Sylvain Mougenot July 10, 2007 at 12:25 PM
Because database numeric representation (that might be used for primary keys) is not limited to 32/64bits representation, why not upgrade this class to be as compliant (to big numbers) as possible by using BigInteger representation.
Actually I've encountered the problem of overflow using this class!!!!
Stack Trace sample:
HibernateJdbcException: JDBC exception on Hibernate data access; nested exception is org.hibernate.exception.GenericJDBCException: could not get or update next value...
Caused by
java.sql.SQLException: JZ00B: Overflow numérique... (Localisation looks strange here)
(Caused by ResultSet.getInt() on a too large value stored in the database)
After one year no one seamed to take into account the consequences on users.
In my point of view this bug is Fatal :
Database integrity is endangered or (at least)
Application could not operate on concerned tables (our case)!

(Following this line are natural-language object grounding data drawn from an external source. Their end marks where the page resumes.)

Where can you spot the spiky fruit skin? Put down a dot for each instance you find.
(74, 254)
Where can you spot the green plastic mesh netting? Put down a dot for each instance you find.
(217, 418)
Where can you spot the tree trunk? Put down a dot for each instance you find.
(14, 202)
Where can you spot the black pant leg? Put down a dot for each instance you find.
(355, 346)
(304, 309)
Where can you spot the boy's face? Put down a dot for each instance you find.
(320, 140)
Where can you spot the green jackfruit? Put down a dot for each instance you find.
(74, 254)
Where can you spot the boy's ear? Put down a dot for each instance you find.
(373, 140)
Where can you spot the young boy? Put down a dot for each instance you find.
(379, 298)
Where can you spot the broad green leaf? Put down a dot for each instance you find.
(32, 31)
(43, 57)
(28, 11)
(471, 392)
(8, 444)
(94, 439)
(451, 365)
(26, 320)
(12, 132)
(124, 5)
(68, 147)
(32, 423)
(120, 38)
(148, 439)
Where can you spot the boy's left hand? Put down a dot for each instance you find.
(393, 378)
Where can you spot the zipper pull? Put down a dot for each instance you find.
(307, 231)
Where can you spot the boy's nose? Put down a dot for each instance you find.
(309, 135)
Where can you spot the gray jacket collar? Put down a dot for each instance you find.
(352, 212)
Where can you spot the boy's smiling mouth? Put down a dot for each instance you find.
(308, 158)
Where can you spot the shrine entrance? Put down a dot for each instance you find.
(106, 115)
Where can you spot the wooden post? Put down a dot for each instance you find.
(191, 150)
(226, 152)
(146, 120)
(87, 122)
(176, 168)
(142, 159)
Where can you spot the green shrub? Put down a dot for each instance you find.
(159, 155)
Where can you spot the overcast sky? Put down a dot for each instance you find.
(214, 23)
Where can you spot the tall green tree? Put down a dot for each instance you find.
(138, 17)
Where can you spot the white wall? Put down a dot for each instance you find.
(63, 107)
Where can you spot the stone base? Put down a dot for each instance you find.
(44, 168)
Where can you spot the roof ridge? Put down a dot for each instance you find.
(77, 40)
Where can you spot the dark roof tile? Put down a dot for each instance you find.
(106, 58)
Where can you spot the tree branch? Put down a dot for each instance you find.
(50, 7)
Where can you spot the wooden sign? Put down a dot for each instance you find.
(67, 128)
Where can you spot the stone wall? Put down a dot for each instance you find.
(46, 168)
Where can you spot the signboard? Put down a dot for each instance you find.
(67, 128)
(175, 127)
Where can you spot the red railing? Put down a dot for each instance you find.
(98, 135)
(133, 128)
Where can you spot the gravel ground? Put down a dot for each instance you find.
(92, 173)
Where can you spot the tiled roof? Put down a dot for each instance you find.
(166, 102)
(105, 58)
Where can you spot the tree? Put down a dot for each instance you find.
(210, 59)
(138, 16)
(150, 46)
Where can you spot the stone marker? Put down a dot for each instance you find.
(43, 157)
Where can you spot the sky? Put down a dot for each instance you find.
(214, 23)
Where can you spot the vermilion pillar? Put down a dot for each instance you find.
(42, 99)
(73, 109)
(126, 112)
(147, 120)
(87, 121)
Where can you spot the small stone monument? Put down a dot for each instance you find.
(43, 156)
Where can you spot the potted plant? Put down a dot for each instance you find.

For so "trivial" changes fixing a big threat on users I hope there will be a fix soon!
Please vote!!!
The returntype of org.hibernate.id.MultipleHiloPertablegenerator.doWorkInCurrentTransaction are Serializable, and the javadoc states that this class shall return a Long (line 26 in source-file). But the value to be returned are, in fact, treated as an Integer and thus limited to 31-bits positive numbers (as an Integer). See line 163 in class, for instance. This behaviour will cause problems for sequence numbers above Integer.MAX_VALUE (that is 2*31-1). When this limit is exceeded, the actual returned "Long" are a huge-negative integer and may potentinally cause damage. The reason for Priority:Major is the fact that user of this class may have an old-fashon databasescheme, and for this reason, this error may become a "ticking bomb" waiting to a sequence number to exceed 2*31-1.
The fixup are trivial. The internal representation of the number must be Long, and user shall be urged to upgrade to new release.
I have attached a fixed version of the MultipleHiloPertablegenerator.java where the generated sequencenumber are treated as a long. I have allso tested my modified version and verified that the sequence-generation part on a Oracle system works as expected, which is that the generated sequence actually can exceed 2**31-1.
(I have not tested the schema-generate-part, since this is not critical for user.)